Jim answers questions from fellow Drillers
Hi again folks, Jim Novo here.
Today’s question is from a fellow Driller who understands customer retention really well but just can’t decide on the best metrics to measure retention in the supplements business. Should he use Customer Retention Rate? Customer Churn Rate? Hurdle Rate? Ahh, to make the right choice here the gory details will need to be visited – so let’s get to the Drillin’ !
Q: Hi Jim,
I am here choosing all the metrics I will use in the coming days to evaluate the health of my business and learn a little bit more about it. I will begin analyzing some basic metrics and then (just after being completely comfortable with the “basic metrics”) I will do some more sophisticated analyses like LTV and RF Grids. (Jim’s Note: RF Grids are advanced customer LifeCycle tracking tools described in my book).
Now I am trying to decide which is the best metric to measure my site’s ability to retain customers. There are three metrics that come to my mind. Customer Retention Rate, Customer Churn Rate and Hurdle Rate.
Customer Retention Rate would be the easiest to measure but the least precise. I could be doing a great job retaining customers but if I am attracting a lot of new customers this metric could give the wrong impression that we are doing more poorly than the last time we measured.
Customer Churn Rate is very easy to calculate when you have a “subscription model business.” If the customer cancels the contract it means a defection. But in my case there is no contract. We sell products. If the customer does not purchase in 30 days it doesn’t mean necessarily that he defected.
The Hurdle Rate based on Recency (45 days for purchase seems to be a good number for the products we sell- natural supplements, based in Brazil) seems to be the best metric I can choose to measure our ability to retain customers over time.
What metric do you think I should be using to measure our ability to retain customers?

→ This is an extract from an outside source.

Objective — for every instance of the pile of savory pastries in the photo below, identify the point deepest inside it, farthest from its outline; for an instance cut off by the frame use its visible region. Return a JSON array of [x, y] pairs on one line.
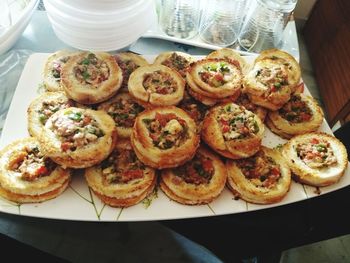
[[189, 126]]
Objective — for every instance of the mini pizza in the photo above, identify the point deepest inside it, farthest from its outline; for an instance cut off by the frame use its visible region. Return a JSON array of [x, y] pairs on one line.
[[198, 181], [243, 100], [176, 60], [283, 58], [301, 114], [215, 78], [78, 138], [232, 131], [316, 159], [43, 107], [27, 176], [129, 62], [53, 68], [264, 178], [90, 78], [267, 84], [121, 180], [124, 110], [156, 85], [230, 55], [164, 137]]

A: I think you are one of the smartest IT guys on the subject of database marketing, that does not do database marketing for a living, I have ever met (?) ! Where did you learn this stuff? Did you read a book or something? ;)
Your analysis is absolutely correct on every point, and the approach is on target. If you start simple and work towards more complexity, you will learn more about your customers. And assuming most of your products are roughly a 30 day supply, 45 days is an excellent cut-off for a Hurdle Rate analysis. Simply track the percentage of customers who have made a purchase in the past 45 days over time, perhaps monthly to start. If the percentage is rising, you are getting better at retaining customers. If it is falling, you should be looking for reasons why this is so.